日本側でこの問題に対する結論はもっと早急に出せるはずだ。ことこの問題に関
する日本側のアプローチはどうも科学的でなく、なによりも相変わらずスローであ
ることを認めざるをえない。
2005/3/5
早勢 直
今週の意見(412):
ニッポン放送の経営責任
ライブドアとフジテレビによるニッポン放送株争奪戦で、東京地裁は11日、ラ
イブドア側の申請を認め、同放送によるフジへの巨額の新株予約権の発行を仮に差
し止める仮処分決定をした。鹿子木康裁判長は「発行は現経営陣の支配権を維持す
ることを主な目的とするもので著しく不公正だ」と述べた。
昨夜この報道をTVで見てなるほどそうだ、と私は裁判所の決定に納得した。裁
判長はニッポン放送側がライブドアが株を時間外取引で取得したことについても現
在の法律に照らす限り違法性がないとし、さらにライブドアとの提携がニッポン放
送にとって企業価値を高めるものでないという主張についても、「ネット利用者の
増加などからすると、ラジオとネットの事業の相乗効果が期待できないとはいえず
ライブドアの計画に合理性がないとまではいえない」と述べた。
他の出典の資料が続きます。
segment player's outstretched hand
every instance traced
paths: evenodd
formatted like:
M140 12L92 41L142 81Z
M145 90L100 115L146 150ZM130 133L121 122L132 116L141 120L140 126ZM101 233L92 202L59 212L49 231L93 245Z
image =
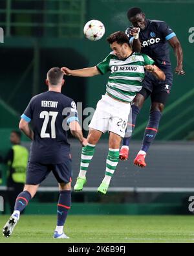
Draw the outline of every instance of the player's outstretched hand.
M185 72L182 69L182 67L176 67L176 69L175 69L175 73L178 74L178 75L182 75L183 76L185 75Z
M150 73L153 73L155 71L155 67L153 65L144 65L144 69L147 70L147 71Z
M71 75L71 70L69 69L68 67L63 67L61 68L61 71L66 76L70 76Z
M81 142L82 146L85 146L87 145L87 140L85 138L83 138L83 141Z

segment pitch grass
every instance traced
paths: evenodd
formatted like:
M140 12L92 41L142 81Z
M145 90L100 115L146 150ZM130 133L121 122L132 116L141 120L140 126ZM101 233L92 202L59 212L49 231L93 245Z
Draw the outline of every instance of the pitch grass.
M8 216L0 215L1 232ZM52 238L54 215L23 215L12 235L0 242L193 242L193 216L70 215L70 239ZM1 233L2 234L2 233Z

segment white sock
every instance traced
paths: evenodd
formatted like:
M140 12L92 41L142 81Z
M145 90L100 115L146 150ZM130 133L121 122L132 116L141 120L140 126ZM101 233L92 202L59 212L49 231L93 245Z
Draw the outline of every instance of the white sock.
M18 220L19 219L19 216L20 216L20 211L14 211L14 213L12 213L12 215L17 215Z
M145 151L144 150L140 150L138 155L144 155L145 157L146 155L146 152L145 152Z
M127 148L127 149L128 149L128 150L129 150L129 146L122 146L121 147L121 149L123 149L123 148Z
M58 231L58 234L62 234L63 233L63 226L57 226L55 229L56 231Z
いや、その通りだ。
と思う。
もちろんことはこれで決着したわけでなく、これからさらに高裁、最高裁にまで
裁判は長期化するのだろう。お互いにとって不幸なことだ。フジテレビ、ライブド
ア、ニッポン放送の株主にとってもお互いなんの得にもならない。
私が一番不思議でならないのは、ニッポン放送及びフジテレビの経営者がライブ
ドアが45%もの株を取得したという事実をどうしてもっときちんと受け止めない
のかということだ。株式会社の支配形態はどんな株主がどれだけ株を持っているか
で決まることなど常識中の常識ではないのか。45%、いや、過半数の株を持つに
いたるかもしれない相手をどう排除しようとて今やできないことは現実なのだ。そ
れを認めようとしない。
不思議な話、そうした形で会社を支配しようとすることが、間違ったことのよう
にいう財界人がいることだ。それがまさに資本主義の論理、仕組みではないのか。
その企業の株を多く持つことで経営権を支配しようとすることになんの違法性も
ない。
ただ前にも言ったと思うが、株を支配し、経営権を握ったところでその企業経営
が上手くいくかどうか、それはまた別問題だ。企業経営はヒト、カネ、モノそして
今やシステムがうまくかみ合わないと成功しないことなどは自明のことである。
ライブの堀江社長が盛んにとにかく現ニッポン放送の経営陣と話し合いがしたい
と言っているのにそれを無視し続けるニッポン放送やフジテレビの経営者の姿勢こ
そ、経営者として、株主及び、企業社会に対する背信行為ではないのか。
もし私がニッポン放送の株主であれば、そうした行為はトップとして重大な経営
責任の放棄で、会社に重大な損害を与える行為であると代表訴訟に訴える。
2005/3/12
早勢 直
今週の意見(413):
多摩動物公園
18日金曜日、パソコンクラブの仲間10人ほどで多摩動物園を訪れた。友人の
隅田繁雄さんがそこのボランテイアガイドで、朝10時から夕方4時まで、快晴の
中たっぷり園内を案内してくれた。同行の山田さん夫妻が、バードウオッチングの
ベテランで大きな望遠鏡持参で園内の木々にいる鳥や、遠くにいる動物の表情など
見せていただきこれまた大変楽しく、興味深い見学会となった。
多摩動物園は自然の丘陵の中を切り開いて作ったもので動物達も他の動物園に比
べ、放し飼いとまではいかないが、比較的広い場所を与えられみな悠々暮らしてい
るよう見えた。元来私は本来動物園なるものにあまりいい印象を持っていない。か
って子供をつれて訪れた動物園では、ただただ狭い鉄の檻の中に閉じ込められて人
間の見世物になっているようで動物たちがかわいそうだという印象を持つことが多
かった。その後そうした動物園が閉鎖されたというニュースを聞いてさもありなん
と思ったものだ。
多摩動物園はちょっとちがった。隅田さんの名案内のせいもあったのだろうが、
なにしろ、ただ動物を見せるといういうことだけでなく、破壊されつつある世界中
の自然環境の保護や、種の保存という観点からその運営に当たっているということ
が随所に感じられた。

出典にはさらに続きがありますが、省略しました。